Necesarias para crecer

Las grasas hacen que los alimentos sepan mejor y, además, tu hijo las necesita para lograr un desarrollo correcto. Por tanto, más que temerlas, lo que has de hacer es elegirlas bien.

 
pescado

Hasta los 3 años, las grasas deben representar entre un 35 y un 40 por ciento del total de calorías de su dieta diaria. Después, no debe contener más de un 30 por ciento. Para lograrlo, sigue estos consejos para una correcta alimentación:

- La leche, entera. Las grasas cumplen una función fundamental: permitirnos absorber las vitaminas liposolubles (A, D, E y K) que necesitamos. Estas vitaminas están presentes en la leche materna o en la del biberón. Pero tu hijo las precisa también más tarde. Cuando comiences a darle leche de vaca sin modificar, deberás elegir leche entera. Sólo a partir de los 3 años podrás sustituir los lácteos enteros por los semidesnatados. 

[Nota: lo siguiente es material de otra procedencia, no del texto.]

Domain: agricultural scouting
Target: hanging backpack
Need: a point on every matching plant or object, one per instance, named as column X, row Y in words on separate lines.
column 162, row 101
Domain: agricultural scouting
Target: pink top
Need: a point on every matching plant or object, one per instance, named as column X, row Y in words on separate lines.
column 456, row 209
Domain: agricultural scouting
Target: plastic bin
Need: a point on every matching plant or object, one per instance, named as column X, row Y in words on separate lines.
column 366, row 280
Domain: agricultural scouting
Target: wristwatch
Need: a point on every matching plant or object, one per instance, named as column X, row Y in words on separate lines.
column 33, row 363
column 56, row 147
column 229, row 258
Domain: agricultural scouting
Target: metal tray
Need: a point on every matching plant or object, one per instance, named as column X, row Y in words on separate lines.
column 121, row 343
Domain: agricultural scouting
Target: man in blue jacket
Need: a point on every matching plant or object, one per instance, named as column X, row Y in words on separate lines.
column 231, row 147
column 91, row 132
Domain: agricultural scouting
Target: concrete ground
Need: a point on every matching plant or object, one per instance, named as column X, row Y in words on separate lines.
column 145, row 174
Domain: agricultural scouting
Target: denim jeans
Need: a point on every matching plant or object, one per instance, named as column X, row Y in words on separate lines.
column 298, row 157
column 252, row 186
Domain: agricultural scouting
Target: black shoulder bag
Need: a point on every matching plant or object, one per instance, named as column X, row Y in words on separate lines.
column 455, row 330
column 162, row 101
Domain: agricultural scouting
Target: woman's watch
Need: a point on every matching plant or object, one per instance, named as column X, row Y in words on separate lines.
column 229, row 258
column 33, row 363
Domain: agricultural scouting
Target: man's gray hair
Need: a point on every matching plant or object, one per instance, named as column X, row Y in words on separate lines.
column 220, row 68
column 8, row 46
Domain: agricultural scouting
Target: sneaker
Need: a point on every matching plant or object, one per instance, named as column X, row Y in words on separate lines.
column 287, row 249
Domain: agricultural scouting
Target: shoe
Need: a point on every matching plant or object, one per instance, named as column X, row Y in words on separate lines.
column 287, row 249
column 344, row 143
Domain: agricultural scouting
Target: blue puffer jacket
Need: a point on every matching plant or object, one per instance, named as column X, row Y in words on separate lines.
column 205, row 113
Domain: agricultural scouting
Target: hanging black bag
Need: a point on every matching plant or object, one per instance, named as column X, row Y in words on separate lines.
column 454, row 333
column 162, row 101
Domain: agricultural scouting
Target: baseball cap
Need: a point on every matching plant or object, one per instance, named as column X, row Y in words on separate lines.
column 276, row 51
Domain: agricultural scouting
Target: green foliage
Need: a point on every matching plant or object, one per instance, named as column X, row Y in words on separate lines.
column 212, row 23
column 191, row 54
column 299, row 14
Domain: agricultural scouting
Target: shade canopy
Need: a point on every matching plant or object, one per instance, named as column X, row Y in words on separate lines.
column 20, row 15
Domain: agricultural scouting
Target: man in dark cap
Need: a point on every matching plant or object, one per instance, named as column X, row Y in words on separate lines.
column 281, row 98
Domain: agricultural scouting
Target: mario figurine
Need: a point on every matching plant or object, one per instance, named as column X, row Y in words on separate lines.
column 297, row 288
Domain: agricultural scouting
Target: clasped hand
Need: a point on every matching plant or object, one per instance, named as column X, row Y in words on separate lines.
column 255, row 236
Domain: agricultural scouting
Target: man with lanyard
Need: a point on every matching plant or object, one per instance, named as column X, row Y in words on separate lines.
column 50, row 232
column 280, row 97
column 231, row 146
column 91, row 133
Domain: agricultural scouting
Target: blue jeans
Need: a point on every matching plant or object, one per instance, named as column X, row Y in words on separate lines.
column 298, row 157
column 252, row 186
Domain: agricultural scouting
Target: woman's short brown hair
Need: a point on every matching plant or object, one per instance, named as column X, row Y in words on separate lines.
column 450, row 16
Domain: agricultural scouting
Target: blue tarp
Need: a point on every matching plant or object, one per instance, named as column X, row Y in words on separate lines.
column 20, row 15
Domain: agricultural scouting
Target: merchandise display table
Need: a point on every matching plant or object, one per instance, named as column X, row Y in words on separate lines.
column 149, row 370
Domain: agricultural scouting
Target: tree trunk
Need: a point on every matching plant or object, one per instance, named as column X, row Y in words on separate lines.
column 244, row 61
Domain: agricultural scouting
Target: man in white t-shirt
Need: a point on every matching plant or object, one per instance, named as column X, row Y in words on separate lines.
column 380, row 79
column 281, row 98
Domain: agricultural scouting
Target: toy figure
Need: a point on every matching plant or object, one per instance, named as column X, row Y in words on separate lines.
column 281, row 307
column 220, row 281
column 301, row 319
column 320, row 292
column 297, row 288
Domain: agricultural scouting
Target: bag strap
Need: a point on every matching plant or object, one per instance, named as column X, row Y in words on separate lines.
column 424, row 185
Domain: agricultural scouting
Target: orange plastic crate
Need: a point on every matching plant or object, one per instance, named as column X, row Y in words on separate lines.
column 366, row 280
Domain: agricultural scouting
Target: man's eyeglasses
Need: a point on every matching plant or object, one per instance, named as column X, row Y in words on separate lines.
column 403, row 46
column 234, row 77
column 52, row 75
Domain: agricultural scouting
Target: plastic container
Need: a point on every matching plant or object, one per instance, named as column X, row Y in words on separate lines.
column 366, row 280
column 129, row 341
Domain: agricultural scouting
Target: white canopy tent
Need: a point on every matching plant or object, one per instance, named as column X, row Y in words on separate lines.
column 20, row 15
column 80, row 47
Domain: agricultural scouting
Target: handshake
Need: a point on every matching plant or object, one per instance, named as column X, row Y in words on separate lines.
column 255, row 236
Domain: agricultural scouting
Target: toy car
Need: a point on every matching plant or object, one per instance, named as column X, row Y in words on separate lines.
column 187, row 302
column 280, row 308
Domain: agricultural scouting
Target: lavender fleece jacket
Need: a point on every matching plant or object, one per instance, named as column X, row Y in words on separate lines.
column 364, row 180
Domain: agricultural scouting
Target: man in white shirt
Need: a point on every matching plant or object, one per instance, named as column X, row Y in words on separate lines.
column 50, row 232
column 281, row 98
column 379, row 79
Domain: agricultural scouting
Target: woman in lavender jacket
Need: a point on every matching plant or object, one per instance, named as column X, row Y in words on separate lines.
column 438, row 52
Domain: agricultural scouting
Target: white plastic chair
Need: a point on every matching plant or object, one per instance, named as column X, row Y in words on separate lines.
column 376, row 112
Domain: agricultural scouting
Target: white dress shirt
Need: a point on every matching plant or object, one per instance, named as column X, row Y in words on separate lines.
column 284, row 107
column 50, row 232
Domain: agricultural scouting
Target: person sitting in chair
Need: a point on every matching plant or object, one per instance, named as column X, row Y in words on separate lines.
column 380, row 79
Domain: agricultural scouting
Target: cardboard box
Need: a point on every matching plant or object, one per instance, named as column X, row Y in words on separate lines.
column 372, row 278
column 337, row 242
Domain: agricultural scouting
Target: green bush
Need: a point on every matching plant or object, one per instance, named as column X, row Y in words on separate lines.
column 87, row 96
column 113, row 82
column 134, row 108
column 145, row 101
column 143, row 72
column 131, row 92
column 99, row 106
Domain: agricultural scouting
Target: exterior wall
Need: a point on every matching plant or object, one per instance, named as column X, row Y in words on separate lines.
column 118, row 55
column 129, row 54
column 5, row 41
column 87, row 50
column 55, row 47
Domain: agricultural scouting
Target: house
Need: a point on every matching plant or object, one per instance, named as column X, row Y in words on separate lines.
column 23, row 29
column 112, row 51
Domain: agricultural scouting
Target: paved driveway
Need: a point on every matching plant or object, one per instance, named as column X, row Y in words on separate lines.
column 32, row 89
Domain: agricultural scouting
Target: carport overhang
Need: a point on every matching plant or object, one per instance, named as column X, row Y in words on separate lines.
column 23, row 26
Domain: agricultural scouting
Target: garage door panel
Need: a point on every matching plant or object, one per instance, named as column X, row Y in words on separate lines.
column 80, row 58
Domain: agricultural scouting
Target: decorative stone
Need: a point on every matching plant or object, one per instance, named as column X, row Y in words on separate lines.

- Aceite de oliva en su puré. Es rico en ácidos grasos monoinsaturados, que protegen de las enfermedades cardiovasculares y son muy beneficiosos para la salud. Si se consume crudo, además, pueden aprovecharse del aceite de oliva las vitaminas y sustancias antioxidantes. Cuando prepares el puré de tu bebé, añade el aceite una vez cocidas las verduras, justo antes de triturarlas.

- El pescado, muy importante. Especialmente si es azul, es prácticamente la única fuente de ácidos grasos esenciales, llamados así porque nuestro cuerpo es incapaz de elaborarlos y necesita obtenerlos de los alimentos. Además de proteger de las enfermedades cardiovasculares, desempeñan un importante papel en el crecimiento y desarrollo de los tejidos neuronales, concretamente, de las neuronas implicadas en el aprendizaje y la agudeza visual. A partir del año o antes, si así te lo indica el pediatra, podrás introducir el blanco; el azul, más difícil de digerir, deberá esperar hasta los 2 años.